This was the second time Parker played with NIS. Joshua Abrams: “Both times we played compositions with Evan in mind. I don’t tell Evan anything. He’s a free agent.”
The music is focused & malleable, energized & even-keeled, drawing on concepts of ensemble playing common to musics from many locations & eras without any one specific aesthetic realization completely defining it.
“The rhythms that Mikel plays are not an exact reference to Chicago house, but that’s in there,” Abrams says. “I like to take a cyclic view of music history, can we take that four-on-the-floor, & consider how it connects to swing-era music? Can we articulate a through line?
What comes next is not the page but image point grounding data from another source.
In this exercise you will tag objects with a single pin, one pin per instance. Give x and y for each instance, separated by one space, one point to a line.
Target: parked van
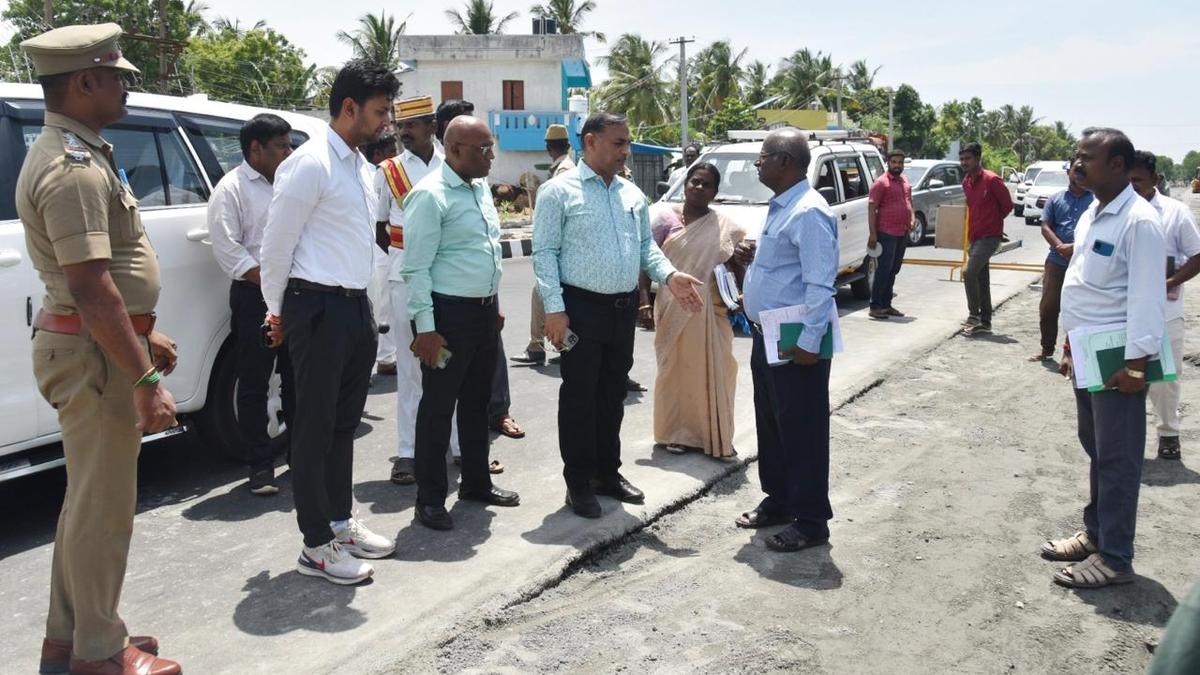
173 150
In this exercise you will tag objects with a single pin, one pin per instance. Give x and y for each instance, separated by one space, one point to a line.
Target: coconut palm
755 83
569 15
479 18
718 73
377 39
635 85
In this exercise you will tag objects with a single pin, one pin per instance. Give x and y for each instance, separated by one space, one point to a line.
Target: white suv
841 169
173 150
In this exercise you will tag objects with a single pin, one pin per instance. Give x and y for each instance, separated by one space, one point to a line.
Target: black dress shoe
619 489
435 518
495 496
583 503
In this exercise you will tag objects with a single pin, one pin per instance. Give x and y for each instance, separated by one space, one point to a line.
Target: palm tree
804 77
479 19
718 73
569 16
635 85
376 39
755 83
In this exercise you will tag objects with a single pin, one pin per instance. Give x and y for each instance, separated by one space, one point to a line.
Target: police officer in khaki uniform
96 356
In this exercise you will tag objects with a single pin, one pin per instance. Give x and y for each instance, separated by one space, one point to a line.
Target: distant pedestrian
592 237
1059 219
796 263
453 270
238 213
988 204
1182 263
891 219
1115 275
318 252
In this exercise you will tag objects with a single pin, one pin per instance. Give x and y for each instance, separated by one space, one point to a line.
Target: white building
519 83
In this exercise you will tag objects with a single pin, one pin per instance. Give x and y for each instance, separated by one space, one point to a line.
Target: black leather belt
303 285
619 300
461 300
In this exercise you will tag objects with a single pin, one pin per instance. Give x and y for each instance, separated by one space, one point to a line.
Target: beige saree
697 374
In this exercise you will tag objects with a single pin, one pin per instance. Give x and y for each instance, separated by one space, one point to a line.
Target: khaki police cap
75 48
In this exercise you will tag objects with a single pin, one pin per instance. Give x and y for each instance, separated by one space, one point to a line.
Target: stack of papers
1098 353
727 285
783 328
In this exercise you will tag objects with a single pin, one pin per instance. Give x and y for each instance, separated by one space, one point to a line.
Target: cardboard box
949 227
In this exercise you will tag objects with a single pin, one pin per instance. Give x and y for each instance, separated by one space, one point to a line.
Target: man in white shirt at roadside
1183 262
237 219
317 260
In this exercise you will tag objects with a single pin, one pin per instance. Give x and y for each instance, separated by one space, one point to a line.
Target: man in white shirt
1182 263
237 219
415 129
1115 275
317 257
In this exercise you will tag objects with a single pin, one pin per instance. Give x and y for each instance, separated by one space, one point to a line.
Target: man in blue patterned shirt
795 263
591 239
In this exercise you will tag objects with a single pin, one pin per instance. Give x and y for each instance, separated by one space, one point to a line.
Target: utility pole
683 87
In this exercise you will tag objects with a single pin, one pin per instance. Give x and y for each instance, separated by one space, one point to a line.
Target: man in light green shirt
453 269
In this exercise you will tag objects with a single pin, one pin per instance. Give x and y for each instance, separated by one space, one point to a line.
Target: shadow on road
811 568
293 602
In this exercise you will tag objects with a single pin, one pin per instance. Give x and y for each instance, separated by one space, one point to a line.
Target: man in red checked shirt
988 204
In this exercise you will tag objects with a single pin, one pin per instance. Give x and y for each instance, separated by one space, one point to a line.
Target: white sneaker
360 542
334 563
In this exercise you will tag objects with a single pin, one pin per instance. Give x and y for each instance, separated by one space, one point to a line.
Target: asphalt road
211 569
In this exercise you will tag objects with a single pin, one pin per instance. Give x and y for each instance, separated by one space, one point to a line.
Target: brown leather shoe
130 661
57 653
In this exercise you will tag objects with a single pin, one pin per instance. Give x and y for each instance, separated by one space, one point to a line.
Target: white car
1045 185
173 150
843 171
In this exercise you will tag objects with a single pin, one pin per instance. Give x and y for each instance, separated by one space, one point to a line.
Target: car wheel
219 419
917 234
861 288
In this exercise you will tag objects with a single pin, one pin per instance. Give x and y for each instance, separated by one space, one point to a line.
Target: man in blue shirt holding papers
796 263
1115 276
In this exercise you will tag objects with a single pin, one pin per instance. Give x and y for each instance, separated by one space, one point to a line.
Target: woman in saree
697 374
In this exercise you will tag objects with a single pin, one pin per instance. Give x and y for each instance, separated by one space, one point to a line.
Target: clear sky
1134 65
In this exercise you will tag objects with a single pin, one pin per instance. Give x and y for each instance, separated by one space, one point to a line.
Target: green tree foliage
184 21
259 67
377 39
735 114
479 17
569 15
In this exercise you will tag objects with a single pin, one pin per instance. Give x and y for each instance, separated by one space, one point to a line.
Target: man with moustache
1115 275
317 258
453 269
891 217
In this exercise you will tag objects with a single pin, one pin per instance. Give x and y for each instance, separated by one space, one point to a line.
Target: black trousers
791 406
472 335
331 340
592 398
256 364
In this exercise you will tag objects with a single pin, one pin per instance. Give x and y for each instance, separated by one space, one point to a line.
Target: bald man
453 269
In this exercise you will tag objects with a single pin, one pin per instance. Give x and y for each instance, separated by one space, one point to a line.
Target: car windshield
739 180
1051 179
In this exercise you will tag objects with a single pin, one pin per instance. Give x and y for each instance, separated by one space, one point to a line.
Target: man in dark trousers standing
453 269
318 254
592 237
237 220
796 263
988 204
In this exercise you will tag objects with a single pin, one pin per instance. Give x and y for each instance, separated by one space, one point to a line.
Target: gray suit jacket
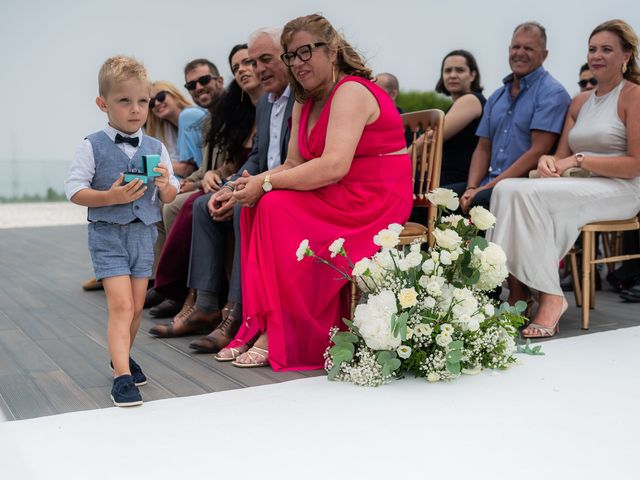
257 161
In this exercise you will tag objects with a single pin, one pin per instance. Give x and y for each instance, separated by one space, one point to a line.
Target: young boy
122 216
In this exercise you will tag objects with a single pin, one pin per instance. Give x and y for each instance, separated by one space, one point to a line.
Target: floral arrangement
425 312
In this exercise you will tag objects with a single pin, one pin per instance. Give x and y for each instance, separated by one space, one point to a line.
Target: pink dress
297 303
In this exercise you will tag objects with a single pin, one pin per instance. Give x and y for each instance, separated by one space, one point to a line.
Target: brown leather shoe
92 284
190 321
219 338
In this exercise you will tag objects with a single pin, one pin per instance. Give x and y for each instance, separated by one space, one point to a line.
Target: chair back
426 158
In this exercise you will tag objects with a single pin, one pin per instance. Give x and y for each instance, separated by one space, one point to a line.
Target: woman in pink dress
347 175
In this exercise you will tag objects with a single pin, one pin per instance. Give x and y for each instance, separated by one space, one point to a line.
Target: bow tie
133 141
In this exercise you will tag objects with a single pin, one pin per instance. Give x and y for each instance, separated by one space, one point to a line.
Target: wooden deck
53 349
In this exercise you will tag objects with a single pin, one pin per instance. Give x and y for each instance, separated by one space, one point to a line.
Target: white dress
539 220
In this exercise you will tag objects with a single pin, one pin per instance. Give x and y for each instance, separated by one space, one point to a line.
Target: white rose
413 259
445 258
303 249
403 351
448 239
443 339
482 218
428 266
444 196
336 247
373 320
408 297
386 238
489 310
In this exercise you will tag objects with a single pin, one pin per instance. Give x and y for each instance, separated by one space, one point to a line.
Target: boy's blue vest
110 162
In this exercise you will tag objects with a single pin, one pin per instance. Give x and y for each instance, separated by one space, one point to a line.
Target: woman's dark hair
476 86
232 119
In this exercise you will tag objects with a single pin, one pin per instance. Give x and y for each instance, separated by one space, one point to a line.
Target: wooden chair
426 160
585 291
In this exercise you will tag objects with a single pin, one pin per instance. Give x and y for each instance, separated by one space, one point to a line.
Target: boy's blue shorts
122 249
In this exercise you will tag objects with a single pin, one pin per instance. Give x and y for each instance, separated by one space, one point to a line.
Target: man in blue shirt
522 120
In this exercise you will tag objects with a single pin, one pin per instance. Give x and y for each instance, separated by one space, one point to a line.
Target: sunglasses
203 80
592 81
159 98
303 53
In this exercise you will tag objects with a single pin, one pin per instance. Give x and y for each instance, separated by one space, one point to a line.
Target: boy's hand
163 180
128 193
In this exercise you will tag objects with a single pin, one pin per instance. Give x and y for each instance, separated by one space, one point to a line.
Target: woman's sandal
235 353
259 358
541 331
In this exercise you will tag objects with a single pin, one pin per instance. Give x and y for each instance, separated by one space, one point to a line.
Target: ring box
149 162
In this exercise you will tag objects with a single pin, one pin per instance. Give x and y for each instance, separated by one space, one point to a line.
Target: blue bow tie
133 141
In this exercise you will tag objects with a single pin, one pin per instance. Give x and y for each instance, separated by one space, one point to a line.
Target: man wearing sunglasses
211 211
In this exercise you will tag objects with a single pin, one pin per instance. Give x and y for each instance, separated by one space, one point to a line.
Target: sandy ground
21 215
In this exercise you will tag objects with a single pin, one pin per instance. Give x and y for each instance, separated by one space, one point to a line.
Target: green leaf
394 364
479 242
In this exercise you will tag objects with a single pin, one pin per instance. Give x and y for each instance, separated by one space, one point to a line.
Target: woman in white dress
538 220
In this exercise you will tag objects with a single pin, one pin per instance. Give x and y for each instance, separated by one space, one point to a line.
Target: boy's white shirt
83 166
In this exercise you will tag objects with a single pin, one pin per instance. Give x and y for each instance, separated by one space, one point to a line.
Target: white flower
448 239
489 310
386 238
303 250
482 218
373 320
423 330
445 258
336 247
403 351
444 196
433 377
413 259
408 297
443 339
428 266
361 267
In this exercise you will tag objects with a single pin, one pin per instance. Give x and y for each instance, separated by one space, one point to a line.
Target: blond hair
118 69
348 61
155 126
628 42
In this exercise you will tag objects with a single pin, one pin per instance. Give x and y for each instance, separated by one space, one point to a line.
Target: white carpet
571 414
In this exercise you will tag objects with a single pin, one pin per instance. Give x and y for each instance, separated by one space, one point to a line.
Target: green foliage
414 100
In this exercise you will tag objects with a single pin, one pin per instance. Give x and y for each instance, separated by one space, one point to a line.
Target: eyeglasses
160 97
591 81
203 80
303 53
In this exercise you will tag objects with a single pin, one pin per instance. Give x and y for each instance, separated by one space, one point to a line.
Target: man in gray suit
211 212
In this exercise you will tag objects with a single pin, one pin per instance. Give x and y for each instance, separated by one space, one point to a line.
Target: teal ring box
149 162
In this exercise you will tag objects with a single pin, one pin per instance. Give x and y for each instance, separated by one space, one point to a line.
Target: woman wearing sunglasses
347 174
228 139
169 112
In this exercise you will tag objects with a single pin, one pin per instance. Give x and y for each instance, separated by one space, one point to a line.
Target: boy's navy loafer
124 392
139 378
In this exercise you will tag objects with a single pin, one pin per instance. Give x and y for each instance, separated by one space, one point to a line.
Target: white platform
571 414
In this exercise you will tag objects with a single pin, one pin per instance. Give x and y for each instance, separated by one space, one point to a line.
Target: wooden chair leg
586 271
575 278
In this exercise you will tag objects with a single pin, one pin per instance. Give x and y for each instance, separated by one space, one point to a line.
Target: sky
50 52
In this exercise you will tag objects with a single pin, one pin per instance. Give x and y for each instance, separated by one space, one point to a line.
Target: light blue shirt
190 134
507 122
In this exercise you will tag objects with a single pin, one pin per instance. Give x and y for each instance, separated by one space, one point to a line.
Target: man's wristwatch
266 184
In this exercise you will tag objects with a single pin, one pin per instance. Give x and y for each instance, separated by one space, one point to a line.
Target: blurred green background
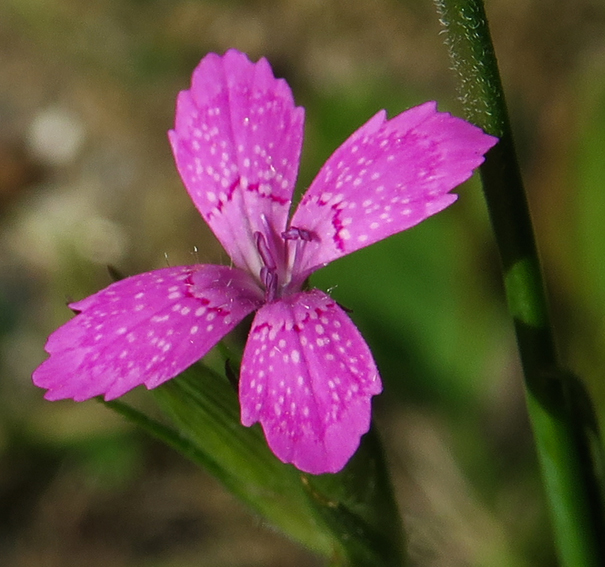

I dee-jayed for years in Chicago & lessons I learned from playing records for dancing inform how I think about the group’s music. The listener can make connections to aspects of soul music, electronic music, minimalism, traditional folk musics, & other musics of the diaspora as well. It’s about these aspects coming together. I don’t need to mimic something, I need to embody it to get to the spirit, to get to the living thing.”
For jazz fans, the sound of Parker’s soprano & Jason Stein’s bass clarinet might evoke Coltrane & Dolphy, even though they didn’t necessarily set out to do that & they play with complete individuality. Abrams sees a bridge to the historical precedent, too. “Since we first met in the 1990s, one of the things that Evan and I connected on was Coltrane’s music,” he says. “I hoped that we would tap into that sound world intuitively. In this case, I think that level of evocation adds another layer of depth, versus a layer of reference.”
Indeed, this is a performance in which the connections among the ensemble & the creative tension between improvisation and composition build into a complex mesh of associations & interactions. While the band confines itself to the territory mapped out by Abrams’ composition, they are remarkably attentive & responsive, making adjustments to Parker’s improvisations. When Parker’s intricate patterns of notes interweave with the band, the parts reinforce one another & the music rockets upward. Sometimes, Parker’s lines are cradled by the group’s gentle pulse & an unearthly lyrical balance is struck.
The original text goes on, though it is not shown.